Facts matter, and the public deserves clarity.
Claim: The agreement creates a “loophole” allowing TEP and the customer to secretly set electricity rates outside Commission oversight.
Fact: The implication that we can set secret rates in a back room without approval from the Arizona Corporation Commission (ACC) is patently false. The project will pay for service under TEP’s ACC‑approved tariff for customers served at the utility’s highest retail voltage.
- No customer sets their own rate.
- No deviation from Commission‑approved tariffs is allowed without ACC authorization.
- Any future tariff change must go through the same public ACC approval process used for all customers.

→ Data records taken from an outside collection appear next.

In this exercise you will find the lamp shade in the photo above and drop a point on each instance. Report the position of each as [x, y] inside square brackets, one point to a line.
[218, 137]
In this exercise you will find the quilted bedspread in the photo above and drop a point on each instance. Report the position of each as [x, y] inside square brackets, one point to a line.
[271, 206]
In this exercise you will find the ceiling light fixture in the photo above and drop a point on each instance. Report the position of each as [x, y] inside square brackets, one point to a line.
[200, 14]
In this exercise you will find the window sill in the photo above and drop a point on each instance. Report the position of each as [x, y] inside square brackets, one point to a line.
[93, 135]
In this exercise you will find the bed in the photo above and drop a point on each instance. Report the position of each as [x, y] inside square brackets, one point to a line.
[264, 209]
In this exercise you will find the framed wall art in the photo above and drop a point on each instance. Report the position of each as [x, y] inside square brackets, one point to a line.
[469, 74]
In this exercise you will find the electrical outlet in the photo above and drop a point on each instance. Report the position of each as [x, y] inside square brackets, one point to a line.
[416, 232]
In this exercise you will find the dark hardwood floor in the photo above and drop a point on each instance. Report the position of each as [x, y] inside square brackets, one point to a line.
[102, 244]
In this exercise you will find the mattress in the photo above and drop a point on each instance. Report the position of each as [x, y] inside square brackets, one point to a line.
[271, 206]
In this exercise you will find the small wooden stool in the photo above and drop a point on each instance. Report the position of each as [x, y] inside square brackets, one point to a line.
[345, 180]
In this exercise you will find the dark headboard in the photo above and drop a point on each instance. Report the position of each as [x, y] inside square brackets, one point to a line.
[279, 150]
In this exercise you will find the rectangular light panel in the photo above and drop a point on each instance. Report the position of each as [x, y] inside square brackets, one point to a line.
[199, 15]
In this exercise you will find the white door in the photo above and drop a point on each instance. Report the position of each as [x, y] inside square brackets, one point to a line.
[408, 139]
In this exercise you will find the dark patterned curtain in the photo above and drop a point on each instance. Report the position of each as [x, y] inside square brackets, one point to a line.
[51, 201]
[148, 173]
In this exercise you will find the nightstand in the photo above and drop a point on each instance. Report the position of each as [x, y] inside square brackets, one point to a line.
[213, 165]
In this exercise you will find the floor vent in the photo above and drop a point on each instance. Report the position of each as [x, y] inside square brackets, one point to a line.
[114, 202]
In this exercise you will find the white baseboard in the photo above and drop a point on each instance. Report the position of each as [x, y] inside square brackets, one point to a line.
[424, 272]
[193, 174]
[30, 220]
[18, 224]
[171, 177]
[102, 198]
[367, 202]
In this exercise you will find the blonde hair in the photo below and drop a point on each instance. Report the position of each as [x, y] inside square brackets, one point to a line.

Neither TEP nor the customer can create or apply an unapproved rate. Arizona law prohibits it. Arizona law requires any new tariff proposal to be reviewed and approved by the ACC. Such a review ensures no hidden cost shifts to other customers. The contract also makes clear that all terms, conditions, and obligations for both TEP and the data center developer are governed by Arizona law. In short, the idea that an unapproved rate could be used simply has no grounding in fact.
Claim: The agreement puts other customers at risk of higher costs.
Fact: The agreement was created specifically to add more consumer protections than required — not fewer. In truth, no separate agreement was required at all. The customer could have simply taken service under an existing tariff approved by the ACC with no additional conditions.
The sole reason the agreement exists is because TEP proactively added extra guardrails beyond what standard tariffs provide. These protections ensure other customers are insulated from financial risk.
Key safeguards include:
- Minimum monthly billing payments regardless of energy use
- Termination fees backed by financial security
- Credit requirements to protect against default
- Full‑cost service under a tariff designed to recover the total cost of delivering energy
Large industrial customers like the proposed data center help keep rates stable by spreading fixed system costs across more kilowatt‑hours providing affordability benefits for all customers.
Claim: The agreement was not transparent and bypassed public review.
Fact: TEP filed the agreement with the ACC on their public website on Aug. 25, 2025. The ACC reviewed and approved the agreement in a public meeting on Dec. 3, 2025, following an open, transparent process with full scrutiny. TEP representatives were extensively questioned on a variety of topics for more than three hours during the public open meeting.
Leading up to the public hearing, Commissioners asked numerous questions about the agreement and detailed written responses to questions from Vice Chair Myers, and Commissioners Marquez Petersen and Walden were filed in the docket.
The Commission and its staff followed their typical public and transparent review of the energy supply agreement.
Claim: The agreement threatens grid reliability.
Fact: TEP conducted extensive reliability and system‑impact analyses before submitting the agreement. Read more here. The ACC reviewed this information prior to approval. Nothing in the public record supports the claim that serving the data center will harm grid reliability.
Public dialogue is healthy, but it must be grounded in accurate information.
TEP’s mission is simple: to provide safe, reliable, affordable energy for every customer. This agreement supports that mission and reflects the transparency and accountability our community expects. We remain committed to upholding the public’s trust in every decision we make.
Erik Bakken is President of Tucson Electric Power.